Last week was marked by fears of the U.S. staging a military attack on Syria. Currency, commodity, stock and bond markets may be volatile over next few months because of several factors: political tensions in the Middle East, the U.S. Federal Reserve should begin tapering its bond purchases over the next few weeks, the U.S. government’s debt ceiling and budget will be back in the news, and the massive devaluation of many emerging market currencies. Given this volatility looming ahead, you may want to take advantage of the end of the vacation period to place orders with your trader and review your hedging strategy. Have a good week! Philippe Shebib
The Loonie
“Every choice you make has an end result.” Zig Ziglar
In the next few months we will see the end of another chapter of history: on January 31, 2014 Ben Bernanke’s mandate will end, after eight tumultuous years at the head of the Federal Reserve.
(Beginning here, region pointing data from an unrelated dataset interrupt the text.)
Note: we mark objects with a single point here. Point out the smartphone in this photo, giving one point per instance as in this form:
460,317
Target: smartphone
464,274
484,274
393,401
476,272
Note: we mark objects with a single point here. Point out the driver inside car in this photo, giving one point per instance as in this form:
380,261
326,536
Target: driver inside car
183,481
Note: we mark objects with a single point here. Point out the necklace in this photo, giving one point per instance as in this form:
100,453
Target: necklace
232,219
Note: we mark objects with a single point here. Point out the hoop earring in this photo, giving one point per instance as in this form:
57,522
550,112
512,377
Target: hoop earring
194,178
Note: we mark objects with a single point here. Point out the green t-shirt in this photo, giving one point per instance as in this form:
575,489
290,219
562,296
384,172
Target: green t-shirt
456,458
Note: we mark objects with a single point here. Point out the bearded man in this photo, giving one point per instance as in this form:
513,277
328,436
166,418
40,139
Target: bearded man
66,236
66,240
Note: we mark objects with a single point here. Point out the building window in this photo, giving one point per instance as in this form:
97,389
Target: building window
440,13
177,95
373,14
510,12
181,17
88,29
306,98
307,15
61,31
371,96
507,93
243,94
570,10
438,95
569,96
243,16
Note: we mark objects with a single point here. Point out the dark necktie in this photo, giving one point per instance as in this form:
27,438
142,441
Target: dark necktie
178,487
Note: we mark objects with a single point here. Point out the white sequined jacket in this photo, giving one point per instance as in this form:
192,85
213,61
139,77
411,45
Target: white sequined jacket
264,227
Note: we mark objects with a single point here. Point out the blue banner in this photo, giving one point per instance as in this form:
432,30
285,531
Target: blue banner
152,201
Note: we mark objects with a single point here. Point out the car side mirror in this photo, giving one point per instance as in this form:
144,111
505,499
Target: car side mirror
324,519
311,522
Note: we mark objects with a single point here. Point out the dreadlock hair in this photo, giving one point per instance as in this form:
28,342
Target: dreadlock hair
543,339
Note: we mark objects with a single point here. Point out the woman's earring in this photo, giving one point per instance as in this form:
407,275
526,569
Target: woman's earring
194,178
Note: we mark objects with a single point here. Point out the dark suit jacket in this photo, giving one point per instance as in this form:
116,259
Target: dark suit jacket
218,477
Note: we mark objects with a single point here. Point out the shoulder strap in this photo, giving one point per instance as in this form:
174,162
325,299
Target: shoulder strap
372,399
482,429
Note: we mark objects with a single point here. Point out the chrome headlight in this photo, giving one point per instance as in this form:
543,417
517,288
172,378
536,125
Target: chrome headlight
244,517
Within the next few weeks, President Obama will need to make the difficult choice of naming a new head of the U.S, Federal Reserve. Independent of who is chosen, one thing is certain: the new Chairman will take over the reins in a challenging environment in which the economy is struggling to reach pre-crisis levels and exceptional expansionary measures affecting all asset classes are supposed to be gradually withdrawn. At this time, two potential candidates have been identified to replace Dr. Bernanke: Janet Yellen and Lawrence Summers. Both are academic economists, and they offer slightly different track records that are equally impressive. Who best fits the bill depends on whose survey you consult, but a recent Bloomberg survey of 63 economists found that 65% favoured Ms. Yellen. Paddy Power, an online betting site, gives Mr. Summers 66.7% odds and Ms.